Derâzor’a yönelik son saldırının planlı bir şekilde yapıldığını kaydeden Mutlu, rejimin daha önceki tüm benzer saldırıların boşa çıkartıldığını da ekledi. Mutlu, “Bu saldırı hem rejim, hem de gruplar tarafından ortak bir şekilde gerçekleşti. Ortaya çıkan belgeler var. Saldırılar başlamadan önce Şam hükümeti komutanlarından biri gelip bölgedeki gruplarla toplantılar yaptı. Bu nedenle saldırılarda yer almadıklarını söyleseler de bu gerçek değildir” şeklinde konuştu.

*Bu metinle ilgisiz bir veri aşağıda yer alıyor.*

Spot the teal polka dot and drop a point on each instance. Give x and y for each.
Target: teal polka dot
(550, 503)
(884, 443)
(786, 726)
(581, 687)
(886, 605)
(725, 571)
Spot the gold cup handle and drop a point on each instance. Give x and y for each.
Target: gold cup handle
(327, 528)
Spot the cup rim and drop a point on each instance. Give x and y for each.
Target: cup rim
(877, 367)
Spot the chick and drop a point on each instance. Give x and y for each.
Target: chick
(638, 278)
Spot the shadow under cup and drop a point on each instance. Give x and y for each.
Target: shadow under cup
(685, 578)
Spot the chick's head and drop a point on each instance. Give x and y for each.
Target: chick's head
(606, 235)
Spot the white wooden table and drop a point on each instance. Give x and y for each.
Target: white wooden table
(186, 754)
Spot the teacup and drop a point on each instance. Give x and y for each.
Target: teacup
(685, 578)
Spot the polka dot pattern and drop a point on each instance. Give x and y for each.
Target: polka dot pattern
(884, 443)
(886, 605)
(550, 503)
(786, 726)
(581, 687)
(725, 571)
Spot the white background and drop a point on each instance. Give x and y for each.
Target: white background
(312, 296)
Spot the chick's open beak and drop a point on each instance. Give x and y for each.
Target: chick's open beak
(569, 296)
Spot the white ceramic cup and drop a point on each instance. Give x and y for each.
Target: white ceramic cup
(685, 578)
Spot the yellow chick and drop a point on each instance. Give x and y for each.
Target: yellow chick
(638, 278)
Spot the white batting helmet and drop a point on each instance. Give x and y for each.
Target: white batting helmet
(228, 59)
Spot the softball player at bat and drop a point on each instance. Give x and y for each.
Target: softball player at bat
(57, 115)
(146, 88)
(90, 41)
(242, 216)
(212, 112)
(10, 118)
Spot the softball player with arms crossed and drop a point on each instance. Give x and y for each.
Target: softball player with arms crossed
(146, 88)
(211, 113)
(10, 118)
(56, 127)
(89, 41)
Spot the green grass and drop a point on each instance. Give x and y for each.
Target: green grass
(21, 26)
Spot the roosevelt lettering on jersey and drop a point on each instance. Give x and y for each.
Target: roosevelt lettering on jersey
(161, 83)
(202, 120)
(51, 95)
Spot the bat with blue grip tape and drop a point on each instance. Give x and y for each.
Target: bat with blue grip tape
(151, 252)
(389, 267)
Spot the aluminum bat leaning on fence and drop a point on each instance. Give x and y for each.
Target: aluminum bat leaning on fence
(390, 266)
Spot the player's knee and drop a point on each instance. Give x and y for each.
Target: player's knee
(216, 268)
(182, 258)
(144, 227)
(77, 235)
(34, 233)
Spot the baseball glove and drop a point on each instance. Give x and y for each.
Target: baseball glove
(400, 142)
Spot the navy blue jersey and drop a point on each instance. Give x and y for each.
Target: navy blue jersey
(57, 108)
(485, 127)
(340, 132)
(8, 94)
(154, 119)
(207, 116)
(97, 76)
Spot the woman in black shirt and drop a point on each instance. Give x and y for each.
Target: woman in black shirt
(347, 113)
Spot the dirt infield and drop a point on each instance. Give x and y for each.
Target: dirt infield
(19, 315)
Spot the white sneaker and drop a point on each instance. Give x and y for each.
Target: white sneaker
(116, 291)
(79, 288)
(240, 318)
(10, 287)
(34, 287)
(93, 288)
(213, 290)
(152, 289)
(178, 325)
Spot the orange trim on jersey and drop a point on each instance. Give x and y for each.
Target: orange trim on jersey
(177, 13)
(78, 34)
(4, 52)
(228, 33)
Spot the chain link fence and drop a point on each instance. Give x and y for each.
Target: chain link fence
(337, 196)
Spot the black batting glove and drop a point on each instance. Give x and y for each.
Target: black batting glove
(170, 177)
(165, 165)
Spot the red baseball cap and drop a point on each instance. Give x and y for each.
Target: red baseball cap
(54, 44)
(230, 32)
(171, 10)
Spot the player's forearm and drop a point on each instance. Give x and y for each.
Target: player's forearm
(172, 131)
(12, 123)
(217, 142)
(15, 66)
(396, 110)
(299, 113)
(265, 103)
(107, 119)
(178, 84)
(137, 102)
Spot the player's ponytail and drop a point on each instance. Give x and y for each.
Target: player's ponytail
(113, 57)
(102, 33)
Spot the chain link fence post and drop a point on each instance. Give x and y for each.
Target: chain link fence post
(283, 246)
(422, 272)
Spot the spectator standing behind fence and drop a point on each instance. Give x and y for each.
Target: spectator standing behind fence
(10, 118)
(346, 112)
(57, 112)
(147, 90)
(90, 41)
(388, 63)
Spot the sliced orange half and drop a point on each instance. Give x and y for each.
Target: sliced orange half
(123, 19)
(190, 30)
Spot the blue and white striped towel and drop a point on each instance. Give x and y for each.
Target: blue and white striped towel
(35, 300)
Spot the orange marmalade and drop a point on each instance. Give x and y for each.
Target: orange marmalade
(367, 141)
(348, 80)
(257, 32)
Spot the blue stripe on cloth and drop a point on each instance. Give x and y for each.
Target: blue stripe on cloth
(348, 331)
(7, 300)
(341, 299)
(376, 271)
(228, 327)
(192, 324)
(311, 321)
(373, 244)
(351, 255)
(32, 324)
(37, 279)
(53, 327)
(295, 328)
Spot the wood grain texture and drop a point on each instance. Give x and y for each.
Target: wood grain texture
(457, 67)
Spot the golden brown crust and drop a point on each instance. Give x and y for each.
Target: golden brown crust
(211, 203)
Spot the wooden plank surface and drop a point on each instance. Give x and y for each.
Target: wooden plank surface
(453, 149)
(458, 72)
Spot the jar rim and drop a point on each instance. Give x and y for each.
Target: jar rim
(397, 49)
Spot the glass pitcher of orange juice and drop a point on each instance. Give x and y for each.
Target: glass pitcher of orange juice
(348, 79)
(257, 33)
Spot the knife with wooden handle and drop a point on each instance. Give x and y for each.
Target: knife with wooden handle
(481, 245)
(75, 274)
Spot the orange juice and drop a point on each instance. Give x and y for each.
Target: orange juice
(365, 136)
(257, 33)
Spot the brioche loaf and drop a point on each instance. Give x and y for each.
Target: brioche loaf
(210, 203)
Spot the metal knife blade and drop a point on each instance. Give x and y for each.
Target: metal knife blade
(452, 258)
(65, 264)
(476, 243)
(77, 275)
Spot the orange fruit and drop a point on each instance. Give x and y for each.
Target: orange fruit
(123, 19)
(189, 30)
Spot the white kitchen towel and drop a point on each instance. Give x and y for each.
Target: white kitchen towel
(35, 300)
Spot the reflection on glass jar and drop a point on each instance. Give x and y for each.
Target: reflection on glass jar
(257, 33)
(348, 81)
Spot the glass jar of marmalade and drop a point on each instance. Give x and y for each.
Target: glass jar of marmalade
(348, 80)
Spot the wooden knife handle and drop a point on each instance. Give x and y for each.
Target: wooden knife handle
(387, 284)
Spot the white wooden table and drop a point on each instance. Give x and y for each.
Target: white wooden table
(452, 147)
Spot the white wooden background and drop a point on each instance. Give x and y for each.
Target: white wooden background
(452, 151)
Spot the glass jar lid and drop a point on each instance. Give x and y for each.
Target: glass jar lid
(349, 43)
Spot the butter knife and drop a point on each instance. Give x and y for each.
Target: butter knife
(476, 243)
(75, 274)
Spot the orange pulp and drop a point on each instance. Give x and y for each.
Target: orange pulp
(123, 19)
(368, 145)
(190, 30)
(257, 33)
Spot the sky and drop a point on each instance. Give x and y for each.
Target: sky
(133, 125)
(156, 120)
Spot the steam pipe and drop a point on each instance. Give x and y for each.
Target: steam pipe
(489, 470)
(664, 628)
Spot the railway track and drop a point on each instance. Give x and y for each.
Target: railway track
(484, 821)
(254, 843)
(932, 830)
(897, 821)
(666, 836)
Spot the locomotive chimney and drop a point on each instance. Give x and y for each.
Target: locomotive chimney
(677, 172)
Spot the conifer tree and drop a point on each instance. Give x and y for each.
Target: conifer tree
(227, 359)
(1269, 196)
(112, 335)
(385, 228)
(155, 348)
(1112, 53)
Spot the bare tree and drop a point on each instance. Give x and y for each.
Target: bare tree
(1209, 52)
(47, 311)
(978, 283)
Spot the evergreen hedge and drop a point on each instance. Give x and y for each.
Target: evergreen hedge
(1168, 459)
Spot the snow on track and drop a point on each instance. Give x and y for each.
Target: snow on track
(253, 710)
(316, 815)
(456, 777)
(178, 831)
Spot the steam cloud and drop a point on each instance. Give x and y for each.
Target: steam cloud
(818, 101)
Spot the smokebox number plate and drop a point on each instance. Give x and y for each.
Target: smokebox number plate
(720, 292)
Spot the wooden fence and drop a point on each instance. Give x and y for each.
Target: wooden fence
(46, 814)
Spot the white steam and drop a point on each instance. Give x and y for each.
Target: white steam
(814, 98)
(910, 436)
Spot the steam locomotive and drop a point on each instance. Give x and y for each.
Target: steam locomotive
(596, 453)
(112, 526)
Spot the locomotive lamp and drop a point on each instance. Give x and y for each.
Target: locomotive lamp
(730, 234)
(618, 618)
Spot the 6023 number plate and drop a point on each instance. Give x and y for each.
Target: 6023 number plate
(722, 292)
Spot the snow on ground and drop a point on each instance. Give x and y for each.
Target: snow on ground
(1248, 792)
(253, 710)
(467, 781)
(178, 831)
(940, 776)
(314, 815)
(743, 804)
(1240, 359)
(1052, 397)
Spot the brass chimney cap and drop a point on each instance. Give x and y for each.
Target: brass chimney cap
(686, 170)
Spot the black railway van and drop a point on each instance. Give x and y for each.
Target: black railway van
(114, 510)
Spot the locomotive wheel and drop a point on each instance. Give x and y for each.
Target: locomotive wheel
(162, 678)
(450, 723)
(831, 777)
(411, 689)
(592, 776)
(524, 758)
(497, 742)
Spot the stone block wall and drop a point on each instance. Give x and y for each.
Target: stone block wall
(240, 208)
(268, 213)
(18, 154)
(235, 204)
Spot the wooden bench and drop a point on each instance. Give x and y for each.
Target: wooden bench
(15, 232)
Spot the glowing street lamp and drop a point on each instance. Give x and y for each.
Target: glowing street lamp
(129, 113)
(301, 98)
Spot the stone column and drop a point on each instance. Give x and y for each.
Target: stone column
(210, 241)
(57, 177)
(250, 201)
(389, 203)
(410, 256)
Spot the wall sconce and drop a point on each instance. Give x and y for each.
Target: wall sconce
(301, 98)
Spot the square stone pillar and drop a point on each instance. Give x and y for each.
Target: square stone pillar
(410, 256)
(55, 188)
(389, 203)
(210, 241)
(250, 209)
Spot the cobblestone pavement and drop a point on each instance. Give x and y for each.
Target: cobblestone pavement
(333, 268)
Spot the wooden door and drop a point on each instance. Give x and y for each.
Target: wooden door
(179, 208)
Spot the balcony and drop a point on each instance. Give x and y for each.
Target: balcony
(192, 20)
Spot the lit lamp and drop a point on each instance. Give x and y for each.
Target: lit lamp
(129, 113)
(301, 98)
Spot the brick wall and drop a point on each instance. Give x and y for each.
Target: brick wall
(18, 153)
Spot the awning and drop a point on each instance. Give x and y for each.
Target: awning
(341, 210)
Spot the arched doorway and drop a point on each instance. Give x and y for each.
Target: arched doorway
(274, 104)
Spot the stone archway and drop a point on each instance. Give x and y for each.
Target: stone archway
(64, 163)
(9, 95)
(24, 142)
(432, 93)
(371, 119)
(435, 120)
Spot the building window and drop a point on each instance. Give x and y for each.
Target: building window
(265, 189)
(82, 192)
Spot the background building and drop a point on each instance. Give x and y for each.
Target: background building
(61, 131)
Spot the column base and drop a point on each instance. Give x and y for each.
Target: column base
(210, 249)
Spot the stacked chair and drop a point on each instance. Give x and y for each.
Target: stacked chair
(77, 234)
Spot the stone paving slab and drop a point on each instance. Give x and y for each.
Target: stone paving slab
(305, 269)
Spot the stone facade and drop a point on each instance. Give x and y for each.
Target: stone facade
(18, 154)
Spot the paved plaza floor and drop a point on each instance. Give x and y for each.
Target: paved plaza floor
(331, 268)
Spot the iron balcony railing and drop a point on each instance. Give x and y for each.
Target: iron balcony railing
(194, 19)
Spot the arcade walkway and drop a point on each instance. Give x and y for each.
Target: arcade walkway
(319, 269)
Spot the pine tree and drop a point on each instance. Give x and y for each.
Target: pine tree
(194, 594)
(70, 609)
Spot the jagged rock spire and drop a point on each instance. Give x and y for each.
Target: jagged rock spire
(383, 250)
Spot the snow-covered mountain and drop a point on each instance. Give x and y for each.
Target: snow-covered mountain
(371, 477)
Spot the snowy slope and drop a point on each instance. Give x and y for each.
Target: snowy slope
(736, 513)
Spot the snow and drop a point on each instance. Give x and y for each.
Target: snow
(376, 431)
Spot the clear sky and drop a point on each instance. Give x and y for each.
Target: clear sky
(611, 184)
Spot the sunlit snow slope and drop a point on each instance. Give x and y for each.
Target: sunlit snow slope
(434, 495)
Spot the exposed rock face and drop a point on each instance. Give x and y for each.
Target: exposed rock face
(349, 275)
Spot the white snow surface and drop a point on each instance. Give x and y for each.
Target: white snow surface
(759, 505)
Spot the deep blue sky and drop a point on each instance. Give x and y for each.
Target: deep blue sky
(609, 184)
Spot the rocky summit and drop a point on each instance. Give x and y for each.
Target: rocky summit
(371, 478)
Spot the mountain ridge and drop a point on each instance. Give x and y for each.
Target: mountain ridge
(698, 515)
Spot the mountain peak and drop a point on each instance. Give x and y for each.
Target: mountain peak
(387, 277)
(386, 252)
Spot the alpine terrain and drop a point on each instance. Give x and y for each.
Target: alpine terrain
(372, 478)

Gazeteci Mehmet Emin Mutlu
'KENDİ KENDİNİ YÖNETEN DURUMA GELDİ'
Özerk Yönetimi’nin Derâzor’da bulunmadığı dönemlerde bölgedeki aşiretlerin yanı sıra başkaca güçler ile rejim arasında sürekli çatışmaların yaşandığı bilgisini de veren Mutlu, rejimin hiçbir zaman bölgede hakimiyet kuramadığını söyledi. Bölgenin daha sonraki süreçlerde DAİŞ tarafından ele geçirildiğini, ardından Özerk Yönetim’in bölgeyi DAİŞ’ten kurtardığını da söyleyen Mutlu, “Derâzor halkı ilk defa hem askeri, hem de toplumsal olarak meclislerini kurup yönetimde yer aldı. Böylece Derâzor, özerk örgütlemesi olan ve kendi kendini yöneten bir duruma geldi. Aşiretler de kendi iradeleri ile bu yönetime katıldılar. Birçok defa DAİŞ, Şam kışkırtmaları oldu ancak burada oluşan iradeyi kıramadılar. Ancak Şam hükümeti bu kışkırtmalardan vazgeçmedi. Son yaşanan saldırı da bu zeminden geliyor” dedi.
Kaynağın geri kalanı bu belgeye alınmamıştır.